The easiest mistake when open-sourcing an internal AI workflow is to copy the scripts, prompts, labels, and directory structure from the private production repository.
That feels fast. It is usually the wrong kind of open source.
A private production workflow mixes two things: reusable methodology and local context that belongs only to one organization, product, or infrastructure. Open source should extract the former without leaking the latter.
Open-source the contract before the daemon
The first version of an issue-driven agent workbench should not start with a production daemon.
A better first version contains:
- issue templates;
- label state machine;
- branch claim rules;
- worker prompt skeletons;
- evidence manifest;
- PR checklist;
- release boundary documentation;
- toy examples.
That is enough for another team to rehearse the method manually.
If the first release is a daemon, users must immediately understand your scheduling assumptions, permission model, GitHub access model, concurrency strategy, failure recovery, deployment environment, and local workspace structure.
That is too much. It also risks turning one private implementation into a fake universal standard.

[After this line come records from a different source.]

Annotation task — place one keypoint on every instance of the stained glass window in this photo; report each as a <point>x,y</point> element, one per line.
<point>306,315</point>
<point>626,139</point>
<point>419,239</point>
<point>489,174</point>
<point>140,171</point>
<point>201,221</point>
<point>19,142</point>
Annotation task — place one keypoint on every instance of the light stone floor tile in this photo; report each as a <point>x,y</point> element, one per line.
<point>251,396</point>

Replace private material with synthetic examples
The public repository should not contain:
- private issue bodies;
- internal screenshots or logs;
- real user data;
- service topology;
- production environment names;
- business-specific risk rules;
- organization-specific labels;
- release scripts or access assumptions.
Even if these details do not look sensitive, they reveal how a team operates production systems.

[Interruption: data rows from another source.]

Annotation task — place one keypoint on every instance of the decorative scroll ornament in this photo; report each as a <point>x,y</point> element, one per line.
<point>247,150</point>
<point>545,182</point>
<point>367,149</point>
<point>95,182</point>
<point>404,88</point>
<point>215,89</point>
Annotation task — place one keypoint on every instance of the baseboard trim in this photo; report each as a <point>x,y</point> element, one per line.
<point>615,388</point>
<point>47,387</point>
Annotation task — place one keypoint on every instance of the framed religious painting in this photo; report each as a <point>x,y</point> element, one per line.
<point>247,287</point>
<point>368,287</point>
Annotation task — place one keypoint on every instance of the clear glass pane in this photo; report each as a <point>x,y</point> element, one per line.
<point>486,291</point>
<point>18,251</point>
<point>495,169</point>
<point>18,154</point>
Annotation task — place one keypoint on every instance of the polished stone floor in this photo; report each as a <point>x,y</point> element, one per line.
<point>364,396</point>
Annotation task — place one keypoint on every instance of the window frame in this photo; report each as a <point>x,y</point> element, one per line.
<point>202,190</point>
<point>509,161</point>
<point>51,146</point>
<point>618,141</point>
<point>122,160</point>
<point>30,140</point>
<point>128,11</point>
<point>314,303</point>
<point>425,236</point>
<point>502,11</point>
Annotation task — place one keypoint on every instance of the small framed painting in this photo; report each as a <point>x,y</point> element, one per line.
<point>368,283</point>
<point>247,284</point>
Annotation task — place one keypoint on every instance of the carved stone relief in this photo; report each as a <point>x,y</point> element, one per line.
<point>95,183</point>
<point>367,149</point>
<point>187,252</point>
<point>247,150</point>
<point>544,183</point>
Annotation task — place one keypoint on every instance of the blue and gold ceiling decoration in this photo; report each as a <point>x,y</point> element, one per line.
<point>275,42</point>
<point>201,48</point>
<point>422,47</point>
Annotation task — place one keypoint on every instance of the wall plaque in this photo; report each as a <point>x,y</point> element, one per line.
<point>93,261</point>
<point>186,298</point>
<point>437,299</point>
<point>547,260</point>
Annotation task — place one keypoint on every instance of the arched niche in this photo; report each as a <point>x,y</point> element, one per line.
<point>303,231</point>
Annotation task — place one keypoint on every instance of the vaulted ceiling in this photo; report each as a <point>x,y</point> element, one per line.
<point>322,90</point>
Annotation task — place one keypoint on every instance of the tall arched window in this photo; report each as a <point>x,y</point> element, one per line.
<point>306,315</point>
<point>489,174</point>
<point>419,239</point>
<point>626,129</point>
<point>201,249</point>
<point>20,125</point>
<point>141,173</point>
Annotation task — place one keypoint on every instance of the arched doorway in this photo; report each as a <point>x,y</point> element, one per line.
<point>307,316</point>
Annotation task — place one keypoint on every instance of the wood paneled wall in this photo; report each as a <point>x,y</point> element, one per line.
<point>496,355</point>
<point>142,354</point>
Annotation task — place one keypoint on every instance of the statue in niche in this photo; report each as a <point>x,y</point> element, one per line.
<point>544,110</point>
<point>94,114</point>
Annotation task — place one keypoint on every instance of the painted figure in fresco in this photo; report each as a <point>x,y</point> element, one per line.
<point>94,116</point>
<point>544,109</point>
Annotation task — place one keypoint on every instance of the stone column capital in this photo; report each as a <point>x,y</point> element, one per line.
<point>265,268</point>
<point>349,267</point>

The safer pattern is to use synthetic examples.
Do not use real payment, trading, permissions, customer, or incident workflows as examples. Use a toy case such as “the greeting does not refresh after a profile name update” to demonstrate the issue contract, branch claim, and evidence gate.
The purpose of the example is not business realism. It is structural proof.
The open-source repository is an output node
If you have a central knowledge base, private production repositories, a personal site, and open-source repositories, the data flow should be explicit.
The central knowledge base forms concepts and publication sources.
The private production repository provides experience, but it is not exposed directly.
The personal site explains and distributes the public argument.
The open-source repository carries public-safe templates, specs, and examples.
In other words, the open-source repository is not the source of truth for the private workflow. It is also not a replacement for the central knowledge base. It is a public output node.
This boundary prevents two problems: the open-source repository does not get polluted by private production context, and the central knowledge base does not become constrained by public template decisions.
When to add a runner
A runner should come after the contract, state machine, and evidence gate have been used manually.
The first runner should be conservative:
- dry-run by default;
- manual trigger first;
- no automatic release;
- no automatic issue closure;
- replaceable adapters;
- all state written back to GitHub;
- all risk escalated to humans.
At that point, the runner amplifies a stable process instead of automating confusion.
A good open-source target
A sustainable Issue-Driven Agent Workbench should not promise that AI will automatically fix every issue.
It should promise something more modest and more valuable:
- turn issues into executable contracts;
- give AI workers clear boundaries;
- keep task state auditable;
- make PR evidence reviewable;
- preserve the release boundary;
- extract private production lessons into public methodology safely.
The value of this kind of open-source project is not showing how aggressive automation can be.
The value is giving AI coding a control plane that humans can trust.